The puppet work is fun to watch and some of the special effects at the end are amusing. The dialogue is deliciously campy, and the acting is just bad enough to be great. Of course, whoever wrote this never did any baking themselves, because there are a million plot holes around that issue, but that's just me nitpicking.

Over all, this is a fun movie. Don't go in expecting to be scared, or for the movie to be great. Just expect to have an hour's amusement and you'll be quite pleased with the result.

Recommended to B horror movie fans, and Full Moon fans, of course.

Movie Review: foul-mouthed and funny
Summary: 4 Stars

Silly and fun are the keywords here, and a movie like this can't be taken seriously. It's only about an hour long, but that's all you need. Gary Busey is a murderer who is resurrected as a gingerbread cookie.
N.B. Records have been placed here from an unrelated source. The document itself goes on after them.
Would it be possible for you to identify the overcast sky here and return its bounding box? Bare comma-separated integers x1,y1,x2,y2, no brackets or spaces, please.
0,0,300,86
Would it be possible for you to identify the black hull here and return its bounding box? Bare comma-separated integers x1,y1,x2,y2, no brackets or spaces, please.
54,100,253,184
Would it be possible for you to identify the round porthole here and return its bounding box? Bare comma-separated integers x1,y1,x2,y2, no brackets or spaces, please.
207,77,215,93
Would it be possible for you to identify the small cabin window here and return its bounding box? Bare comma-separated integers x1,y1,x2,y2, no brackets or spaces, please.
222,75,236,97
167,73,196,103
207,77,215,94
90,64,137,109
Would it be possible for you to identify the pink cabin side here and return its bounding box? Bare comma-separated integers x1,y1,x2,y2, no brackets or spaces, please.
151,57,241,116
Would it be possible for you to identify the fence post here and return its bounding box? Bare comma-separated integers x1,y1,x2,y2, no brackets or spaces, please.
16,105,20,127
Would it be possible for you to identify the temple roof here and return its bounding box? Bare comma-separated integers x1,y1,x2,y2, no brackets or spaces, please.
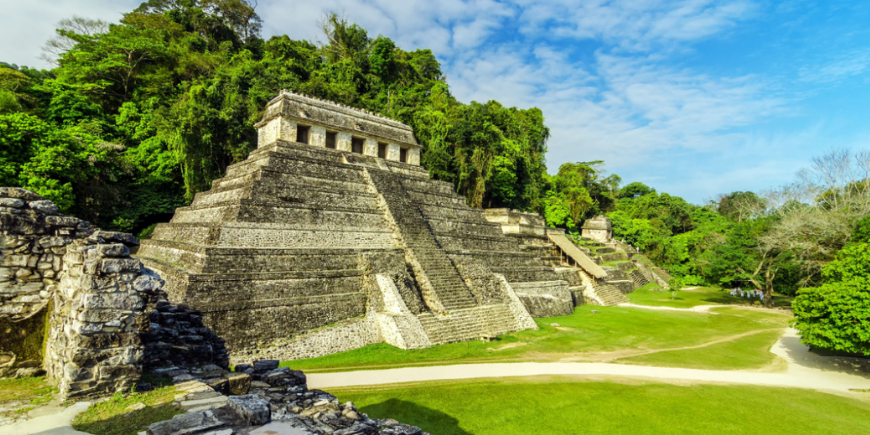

The formula is old, especially with Full Moon movies, but it's a formula I love and think is quite funny. If you don't laugh with delight when you see the Gingerdead Man in action, you don't have a sense of humor - and you should stay away from all of the fun Full Moon movies. The acting is quite good for such a cheesy movie, the lead girl is gorgeous, and the foul-mouthed Gingerdead Man doll is very well done. Just look at the DVD cover. Oh man, that says it all. Superb!